The Anti-Japanese War in Western Yunnan was an extremely tragic chapter in the history of China’s Anti-Japanese War. In order to cut off the Burma Highway, the only channel for international aid to China at that time, the Japanese fascists counterattacked China's rear areas from Southeast Asia, attempted to capture Yunnan, threaten Chongqing, and force China to submit.
In May 1942, the Japanese invaders set foot on the land of western Yunnan, and Tengchong fell. On May 5, the Chinese army promptly blew up the Huitong Bridge on the Nu River, blocking the Japanese troops invading along the Burma Highway on the west bank of the Nu River. From then on, the two armies faced off on the east and west banks of the Nu River for two years.
In May 1944, in order to cope with the counterattack of the Chinese, British and Indian coalition forces against the Japanese army in northern Burma, re-open the Yunnan-Burma Highway and regain the lost land west of the Nu River, the Chinese Expeditionary Force guarding the east bank of the Nu River launched the Yunnan Western Counterattack Campaign.
In May 1944, the Expeditionary Force launched the Tengchong counterattack with the strength of 6 divisions of the 20th Army. Tengchong City is the strongest city in western Yunnan. It also has Laifeng Mountain as a barrier. The two places rely on each other. After more than two years of defense, the Japanese army built strong fortifications and fortresses in the two places and prepared sufficient food and ammunition.

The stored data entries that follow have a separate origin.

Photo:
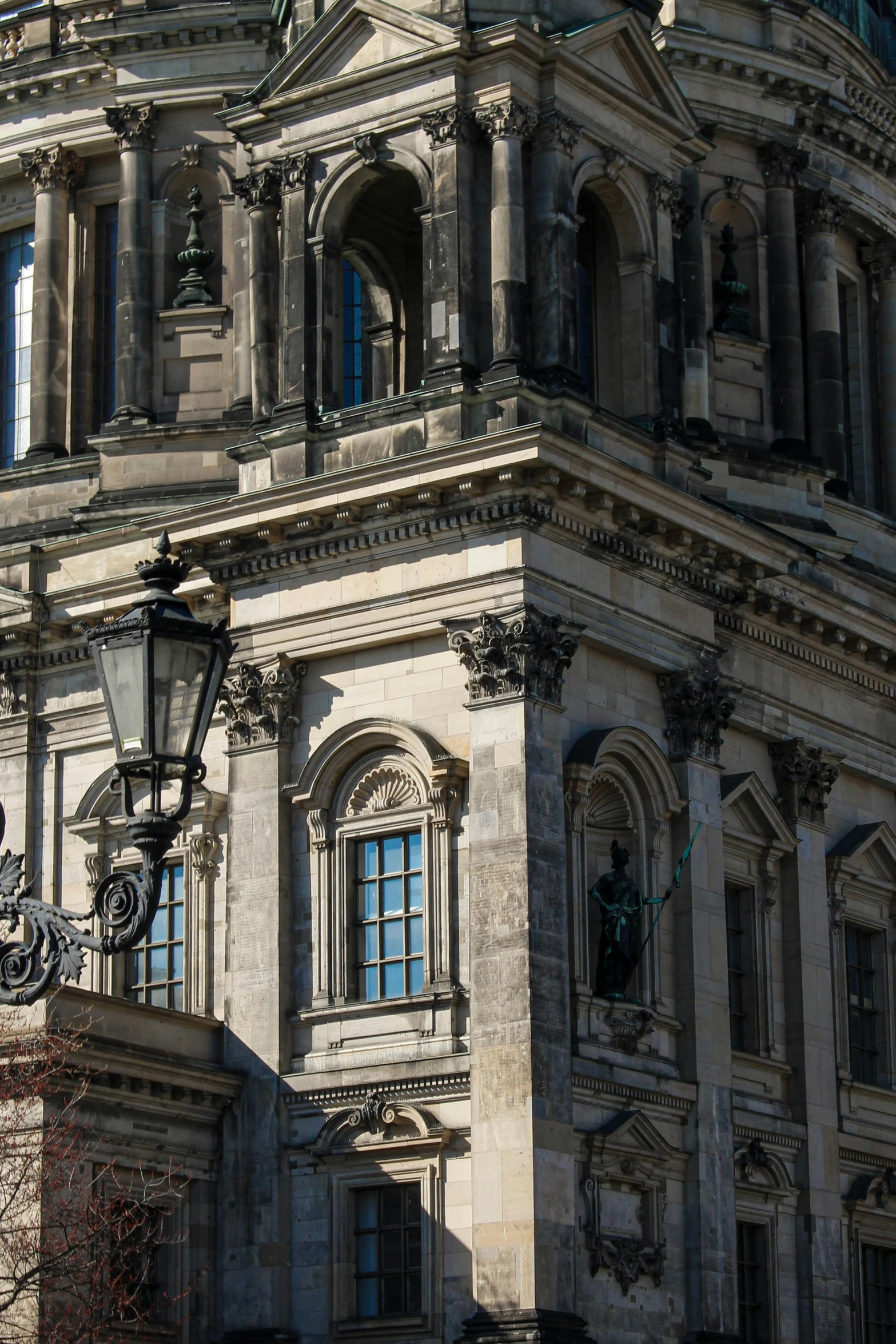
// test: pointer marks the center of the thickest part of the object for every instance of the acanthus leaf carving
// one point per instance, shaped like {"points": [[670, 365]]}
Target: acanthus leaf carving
{"points": [[698, 705], [521, 654], [258, 705], [55, 168], [804, 780], [132, 125]]}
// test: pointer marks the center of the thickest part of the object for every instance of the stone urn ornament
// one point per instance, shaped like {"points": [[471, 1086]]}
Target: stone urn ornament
{"points": [[193, 289]]}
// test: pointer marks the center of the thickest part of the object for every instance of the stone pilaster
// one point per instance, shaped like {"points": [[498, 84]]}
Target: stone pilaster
{"points": [[132, 127], [554, 271], [781, 167], [698, 705], [452, 296], [53, 174], [524, 1190], [820, 216], [261, 710], [804, 781], [882, 264], [508, 124], [695, 393], [260, 193], [297, 289]]}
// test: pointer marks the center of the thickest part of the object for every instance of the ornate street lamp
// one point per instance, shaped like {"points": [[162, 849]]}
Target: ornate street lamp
{"points": [[160, 671]]}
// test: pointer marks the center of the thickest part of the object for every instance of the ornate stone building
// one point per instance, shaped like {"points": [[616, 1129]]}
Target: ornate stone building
{"points": [[521, 385]]}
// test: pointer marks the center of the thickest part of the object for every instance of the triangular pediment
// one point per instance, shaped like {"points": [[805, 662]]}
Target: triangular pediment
{"points": [[748, 811], [354, 35], [632, 1132], [621, 51], [868, 850]]}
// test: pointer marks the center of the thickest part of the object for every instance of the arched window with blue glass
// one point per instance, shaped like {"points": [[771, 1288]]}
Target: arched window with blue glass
{"points": [[382, 293], [17, 283]]}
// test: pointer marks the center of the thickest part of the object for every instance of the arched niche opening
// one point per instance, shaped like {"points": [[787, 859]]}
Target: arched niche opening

According to statistics, it took 127 days from May 11, 1944, when the 20th Group Army of the Expeditionary Force forcibly crossed the Nu River to September 14, 1944, when it conquered Tengchong City. It experienced more than 40 major and minor battles and killed more than 6,000 enemies. , the 20th National Army's 20th Group Army killed 9,168 people and finally recaptured Tengchong, making Tengchong the first county to be recovered in western Yunnan.
After the battle, Li Genyuan, then a member of the National Government and Supervisor of Yunnan and Guizhou, proposed the construction of a cemetery to commemorate the fallen soldiers of the national army. After that, with the assistance of overseas Chinese in India, the construction of the cemetery began, and it was officially completed on July 7, 1945. Li Genyuan named it "National Memorial Cemetery" based on the "National Memorial" chapter in "The Songs of Chu".